Estava na Malhada naquele dia, quando, pela hora do almoço, todos os jornais televisivos nos entraram casa adentro com as imagens de uma das maiores e mais incompreensíveis tragédias dos tempos modernos.
Confesso que a minha primeira reacção foi pensar "mais um americano maluco que se espatifou contra a torre na sua avioneta". Em poucos segundos, a realidade foi-se revelando mais assustadora, sobretudo com as imagens do embate contra a segunda torre. E depois, aquela indescritivel sensação aquando da ruina dos edifícios. Pela forma e pelo símbolo. O World Trade Centre era um dos ícones americanos da Liberdade, transformado em pó, assim, daquela maneira, quase que num estalar de dedos.
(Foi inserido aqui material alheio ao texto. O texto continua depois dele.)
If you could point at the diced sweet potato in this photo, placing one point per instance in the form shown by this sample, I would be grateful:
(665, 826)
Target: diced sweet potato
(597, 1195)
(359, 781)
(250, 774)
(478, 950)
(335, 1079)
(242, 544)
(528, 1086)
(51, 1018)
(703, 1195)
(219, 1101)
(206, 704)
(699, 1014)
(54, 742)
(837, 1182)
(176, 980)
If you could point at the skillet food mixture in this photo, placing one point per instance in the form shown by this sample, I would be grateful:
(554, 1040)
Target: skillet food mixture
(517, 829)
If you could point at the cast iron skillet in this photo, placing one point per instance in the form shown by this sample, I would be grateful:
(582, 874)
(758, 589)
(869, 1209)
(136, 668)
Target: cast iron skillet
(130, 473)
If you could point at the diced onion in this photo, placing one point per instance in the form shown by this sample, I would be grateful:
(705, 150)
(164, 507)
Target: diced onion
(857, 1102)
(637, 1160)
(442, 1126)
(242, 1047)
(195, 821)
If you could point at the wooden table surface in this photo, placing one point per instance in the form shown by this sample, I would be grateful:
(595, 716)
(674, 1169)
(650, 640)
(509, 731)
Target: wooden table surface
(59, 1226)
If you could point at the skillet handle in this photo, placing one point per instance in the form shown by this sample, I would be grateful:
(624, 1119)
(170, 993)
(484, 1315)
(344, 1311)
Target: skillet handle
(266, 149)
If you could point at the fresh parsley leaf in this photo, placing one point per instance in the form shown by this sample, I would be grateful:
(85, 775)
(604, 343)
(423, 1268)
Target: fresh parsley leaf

Claro que todo o resto do dia, da noite, e dos dias seguintes, passeio-os praticamente colada à televisão. Um êxtase de comunhão universal, mas pelas piores razões.
Três anos mais tarde, visitei o local, ainda uma enorme cratera, apesar de toda a limpeza heroicamente feita de toda aquela área. Mas, o que mais me impressionou, não foi o que vi. De certa forma, as imagens da tragédia que foram passando funcionaram como um antídoto para o choque do estar ali, naquele mesmo sítio, onde todo aquele horror tinha acontecido.
O que mais me chocou foi o cheiro. Um cheiro misturado de odores de queimado, de ferro quente, de fuligem, de gordura, de cabelo, e outros compostos que não sei explicar. Um cheiro de raiva, de ódio, de desespero e de resignação. Um cheiro que nos atinge e se nos entranha como uma bala perfurante e assim fica guardado no nosso arquivo sensorial. Um cheiro que permaneceu, pelo menos até essa altura, durante três anos.
O mesmo cheiro, o mesmíssimo, que encontrei impregnado em Auschwitz, anos antes, e que aí permanece, indefectível, passadas mais de seis décadas dessa outra atrocidade.
Oito anos depois daquele 11 de Setembro, o nó continua na garganta. Teorias sobre o que aconteceu há muitas nesta história; mãos limpas, nenhuma. Mas a memória, desta como de outras tragédias, não se poderá jamais apagar.